The following modeling topics are discussed in this section:
Ansys Composite PrepPost (ACP) is used to define composite layers that make up the nozzle and ring geometry detailed in the figures below.
See Setting up the ACP (Pre) System for a step-by-step description of setting up the model and defining the composite layered material of the ring and nozzle using ACP.
Alternatively, you can run the ACP(Pre) Python script (ACP_Setup.py) that is available through downloadable links: input files. To run the script, right-click the Setup cell of the ACP (Pre) system, choose from the drop-down menu, browse to location of the downloaded script and click open.
Geometry
The nozzle extension consists of a main curved wall and a reinforcing ring close to the jet exhaust, as shown below.
Both the wall and the reinforcing ring are made of layered composite materials. The model uses a single orthotropic material for all layers. However, the material orientation varies from layer to layer. The material is assumed to be homogeneous for both the thermal and mechanical analysis.
The geometry model of the 1° base sector is shown in Figure 29.4: Nozzle Extension 1° Base Sector Geometry (a), Detail View of Reinforcing Ring (b).
Set the units as shown below.
Named Selections
Several Named Selections, shown in the figure below, have been defined to scope and specify various modeling aspects, including boundary conditions, contact source and target, and symmetry constraints.
Mesh
The reduced 1° geometry model is meshed with SOLID278 elements. Figures (a) and (b) below respectively show the mesh and the layer solid representation of the solid mesh. For more details, see Specifying the Mesh.
Using the SOLID278 element, it is possible to make the element behave like a homogeneous material or a layered material (KEYOPT(3) = 0 or 1). Shell sections define the layers of the composite material. Two sections are created: one for the main wall and another for the reinforcing ring. The following table summarizes the shell section properties:
| Section Number | Layer Thickness | Material Number | Material Orientation (°) | Integration Points |
|---|---|---|---|---|
| Section 1 (main wall) | 1/4 total thickness | 1 | 0 | 3 |
| 90 | ||||
| 0 | ||||
| 90 | ||||
| Section 2 (reinforcing ring) | 1/4 total thickness | 1 | 0 | 3 |
| 90 | ||||
| 0 | ||||
| 90 |
The reinforcing ring is securely bonded to the outer surface of the main extension wall.

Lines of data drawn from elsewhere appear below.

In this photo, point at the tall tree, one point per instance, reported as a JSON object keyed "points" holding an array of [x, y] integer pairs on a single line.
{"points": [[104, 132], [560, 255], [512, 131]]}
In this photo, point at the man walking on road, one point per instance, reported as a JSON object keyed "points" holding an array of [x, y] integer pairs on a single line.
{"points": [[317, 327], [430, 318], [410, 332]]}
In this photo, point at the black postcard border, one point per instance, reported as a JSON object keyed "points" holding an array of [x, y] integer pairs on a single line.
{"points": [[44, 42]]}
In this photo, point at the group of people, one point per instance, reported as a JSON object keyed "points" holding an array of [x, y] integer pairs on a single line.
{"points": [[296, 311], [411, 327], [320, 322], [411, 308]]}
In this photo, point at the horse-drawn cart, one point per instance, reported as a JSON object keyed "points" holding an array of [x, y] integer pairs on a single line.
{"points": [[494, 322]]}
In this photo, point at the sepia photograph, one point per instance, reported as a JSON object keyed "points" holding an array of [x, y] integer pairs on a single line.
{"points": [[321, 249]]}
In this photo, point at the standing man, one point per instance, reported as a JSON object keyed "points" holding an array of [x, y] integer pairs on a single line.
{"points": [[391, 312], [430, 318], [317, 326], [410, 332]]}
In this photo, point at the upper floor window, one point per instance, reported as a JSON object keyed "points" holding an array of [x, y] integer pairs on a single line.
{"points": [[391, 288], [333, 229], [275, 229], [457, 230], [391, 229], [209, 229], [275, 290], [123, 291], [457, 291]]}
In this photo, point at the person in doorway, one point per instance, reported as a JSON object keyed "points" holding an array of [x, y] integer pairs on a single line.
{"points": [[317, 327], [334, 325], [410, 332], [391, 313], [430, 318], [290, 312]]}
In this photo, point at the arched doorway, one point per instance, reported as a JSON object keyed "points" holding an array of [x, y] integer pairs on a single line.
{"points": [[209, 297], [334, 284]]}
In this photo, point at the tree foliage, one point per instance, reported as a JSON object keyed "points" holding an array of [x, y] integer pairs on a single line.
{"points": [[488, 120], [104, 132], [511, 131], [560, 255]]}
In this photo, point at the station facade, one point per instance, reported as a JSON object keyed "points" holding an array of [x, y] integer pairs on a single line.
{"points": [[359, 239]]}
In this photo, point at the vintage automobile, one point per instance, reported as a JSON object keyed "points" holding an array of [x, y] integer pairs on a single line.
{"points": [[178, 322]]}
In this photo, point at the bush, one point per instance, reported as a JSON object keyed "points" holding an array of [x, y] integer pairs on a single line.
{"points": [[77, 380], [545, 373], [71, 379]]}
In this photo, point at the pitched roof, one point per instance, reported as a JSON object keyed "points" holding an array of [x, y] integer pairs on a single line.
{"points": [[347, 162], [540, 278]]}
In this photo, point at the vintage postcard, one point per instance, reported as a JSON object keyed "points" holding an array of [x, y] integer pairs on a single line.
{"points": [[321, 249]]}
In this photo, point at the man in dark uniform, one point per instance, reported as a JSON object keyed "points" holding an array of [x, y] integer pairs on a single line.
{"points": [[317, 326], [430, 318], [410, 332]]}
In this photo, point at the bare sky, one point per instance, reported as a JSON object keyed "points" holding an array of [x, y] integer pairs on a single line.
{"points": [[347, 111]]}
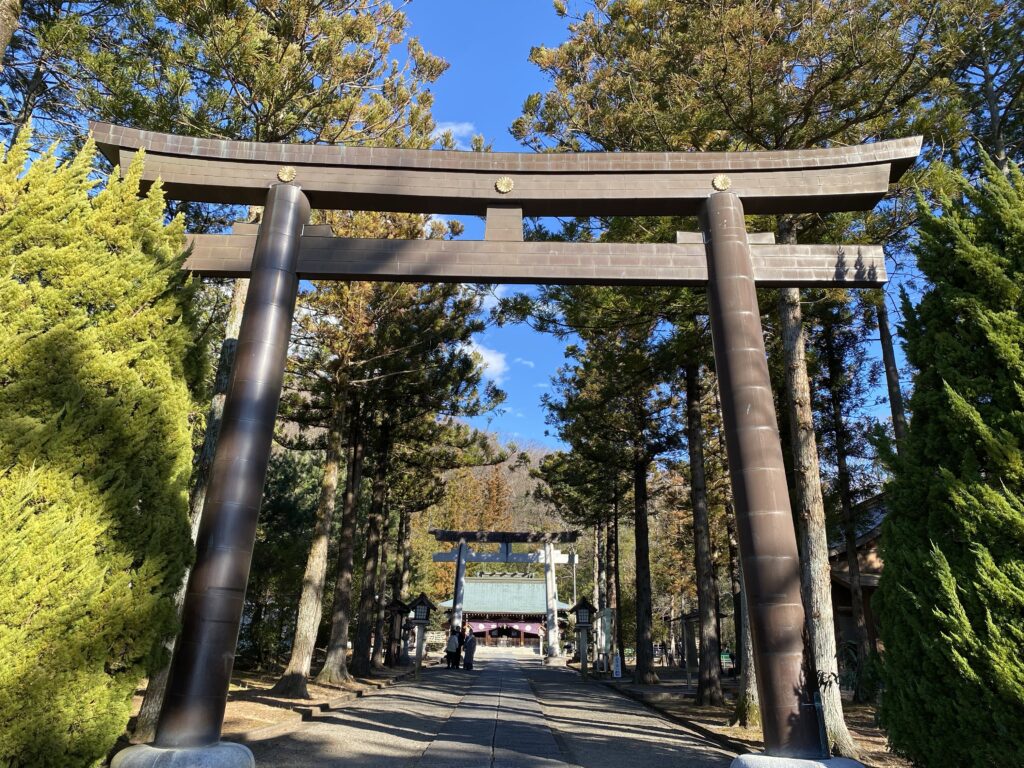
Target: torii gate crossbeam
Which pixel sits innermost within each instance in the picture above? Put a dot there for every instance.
(717, 186)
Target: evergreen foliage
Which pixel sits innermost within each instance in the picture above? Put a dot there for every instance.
(94, 452)
(950, 602)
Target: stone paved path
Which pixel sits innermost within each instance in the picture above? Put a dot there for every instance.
(510, 713)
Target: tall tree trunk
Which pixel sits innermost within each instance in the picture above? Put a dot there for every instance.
(892, 372)
(9, 12)
(815, 571)
(841, 438)
(738, 616)
(399, 579)
(145, 725)
(748, 712)
(709, 680)
(616, 584)
(293, 681)
(644, 672)
(335, 667)
(371, 562)
(379, 640)
(406, 548)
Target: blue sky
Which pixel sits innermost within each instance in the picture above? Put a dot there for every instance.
(486, 44)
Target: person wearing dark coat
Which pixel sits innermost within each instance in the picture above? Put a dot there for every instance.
(470, 649)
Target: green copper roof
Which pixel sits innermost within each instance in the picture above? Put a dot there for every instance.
(504, 594)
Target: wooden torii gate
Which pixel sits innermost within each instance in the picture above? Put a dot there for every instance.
(462, 554)
(719, 187)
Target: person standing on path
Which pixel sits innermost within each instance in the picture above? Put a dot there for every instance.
(462, 642)
(452, 649)
(470, 646)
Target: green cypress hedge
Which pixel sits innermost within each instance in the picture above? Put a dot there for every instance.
(94, 452)
(951, 598)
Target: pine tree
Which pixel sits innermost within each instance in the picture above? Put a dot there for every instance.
(94, 450)
(950, 601)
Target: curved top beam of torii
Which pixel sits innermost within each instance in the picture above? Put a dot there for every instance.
(841, 178)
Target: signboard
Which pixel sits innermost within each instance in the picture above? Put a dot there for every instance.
(604, 620)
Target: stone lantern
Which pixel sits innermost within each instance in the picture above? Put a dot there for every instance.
(584, 611)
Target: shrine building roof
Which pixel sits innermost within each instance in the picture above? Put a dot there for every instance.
(504, 593)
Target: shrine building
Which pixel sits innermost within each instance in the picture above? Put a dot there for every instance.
(507, 609)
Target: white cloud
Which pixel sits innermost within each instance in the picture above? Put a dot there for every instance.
(495, 363)
(461, 132)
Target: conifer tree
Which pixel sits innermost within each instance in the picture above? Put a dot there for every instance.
(94, 452)
(950, 601)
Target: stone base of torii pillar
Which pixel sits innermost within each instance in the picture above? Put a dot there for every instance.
(769, 761)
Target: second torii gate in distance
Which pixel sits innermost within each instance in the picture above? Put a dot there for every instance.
(462, 554)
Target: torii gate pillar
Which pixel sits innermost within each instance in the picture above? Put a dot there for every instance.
(552, 655)
(459, 594)
(188, 729)
(764, 520)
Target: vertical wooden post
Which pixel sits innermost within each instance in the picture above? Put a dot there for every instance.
(764, 520)
(197, 691)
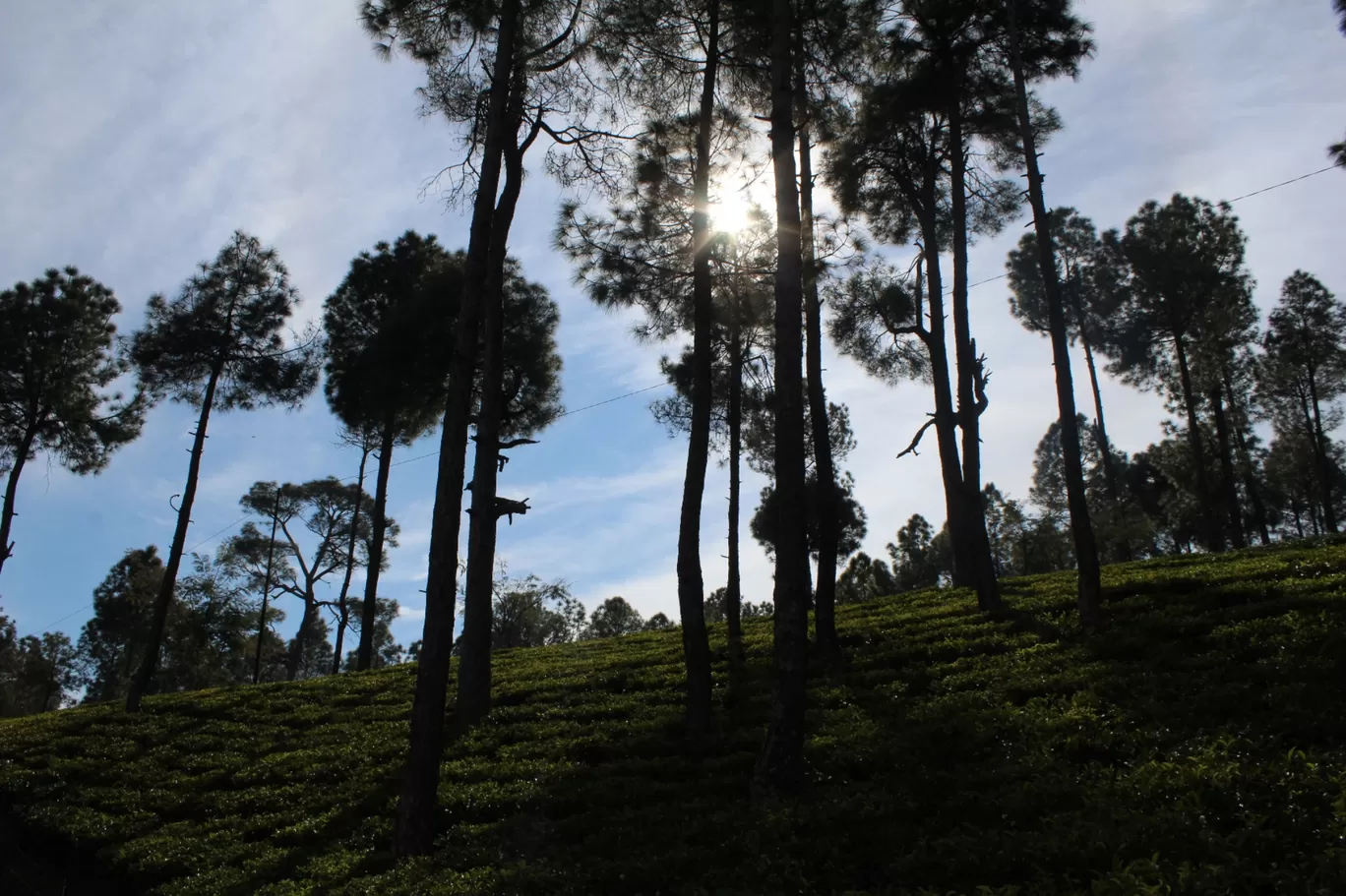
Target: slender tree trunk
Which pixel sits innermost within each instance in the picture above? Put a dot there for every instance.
(369, 610)
(691, 587)
(946, 419)
(11, 491)
(350, 562)
(413, 830)
(1229, 489)
(1320, 450)
(732, 591)
(306, 631)
(474, 669)
(266, 587)
(1089, 585)
(971, 394)
(179, 544)
(1214, 542)
(1109, 468)
(1246, 461)
(826, 595)
(781, 761)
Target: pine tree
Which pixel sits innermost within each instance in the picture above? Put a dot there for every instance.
(218, 346)
(57, 362)
(390, 346)
(1171, 268)
(1305, 373)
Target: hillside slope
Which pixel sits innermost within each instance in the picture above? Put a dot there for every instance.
(1195, 747)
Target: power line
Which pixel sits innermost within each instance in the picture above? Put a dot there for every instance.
(607, 401)
(432, 453)
(1283, 183)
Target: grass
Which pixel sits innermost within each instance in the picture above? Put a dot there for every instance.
(1195, 747)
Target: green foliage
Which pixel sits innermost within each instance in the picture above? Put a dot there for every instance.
(529, 613)
(1195, 747)
(390, 331)
(864, 578)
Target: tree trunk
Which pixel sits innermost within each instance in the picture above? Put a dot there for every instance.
(691, 587)
(1246, 461)
(179, 544)
(1320, 450)
(413, 830)
(11, 491)
(474, 666)
(969, 391)
(1109, 468)
(1089, 585)
(369, 611)
(826, 593)
(1214, 542)
(732, 591)
(266, 587)
(1228, 487)
(306, 631)
(350, 562)
(781, 761)
(946, 419)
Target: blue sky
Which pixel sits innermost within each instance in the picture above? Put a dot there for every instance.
(138, 136)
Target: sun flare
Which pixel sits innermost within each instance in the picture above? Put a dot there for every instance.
(730, 214)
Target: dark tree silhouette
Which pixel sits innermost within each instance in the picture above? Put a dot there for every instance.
(328, 508)
(781, 761)
(1305, 373)
(390, 347)
(1074, 44)
(57, 361)
(1171, 267)
(526, 398)
(113, 642)
(218, 346)
(646, 252)
(1075, 242)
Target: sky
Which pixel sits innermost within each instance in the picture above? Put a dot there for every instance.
(140, 135)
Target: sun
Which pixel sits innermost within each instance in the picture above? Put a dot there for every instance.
(731, 214)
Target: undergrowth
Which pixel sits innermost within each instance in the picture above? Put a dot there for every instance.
(1196, 746)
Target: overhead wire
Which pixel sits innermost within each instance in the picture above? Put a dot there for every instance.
(607, 401)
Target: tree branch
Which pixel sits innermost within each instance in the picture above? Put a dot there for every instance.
(911, 448)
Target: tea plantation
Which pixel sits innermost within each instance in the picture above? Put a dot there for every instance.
(1196, 746)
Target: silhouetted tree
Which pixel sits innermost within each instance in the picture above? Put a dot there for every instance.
(390, 346)
(1305, 372)
(914, 563)
(57, 361)
(113, 640)
(218, 346)
(1088, 308)
(530, 613)
(1173, 266)
(526, 398)
(654, 249)
(864, 578)
(328, 510)
(781, 761)
(492, 70)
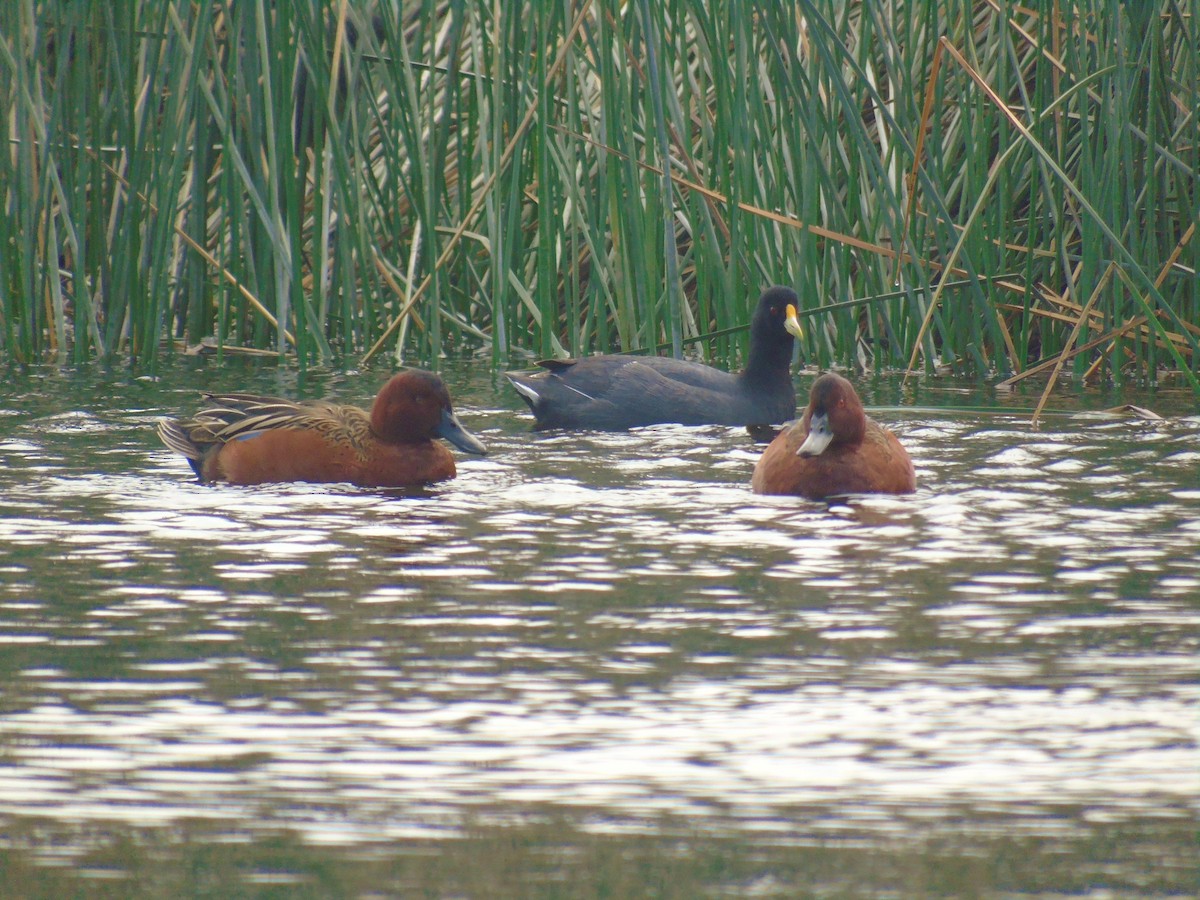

To model this, create a Bonded contact region between the two edges of ring that touch the nozzle and face of the nozzle inside the ring as shown below in both the thermal and structural analysis.
Constraint equations to enforce cyclic symmetry boundary conditions on either side of the 1° base sector are imposed for both the thermal and structural analyses. This is accomplished by adding a symmetry object applied to the geometry along the y axis in cylindrical co-ordinate system (see details below). The lower boundary and upper boundary of the sector are scoped to defined Named Selections, and the Number of Sectors is set to 360 as shown in the following figures.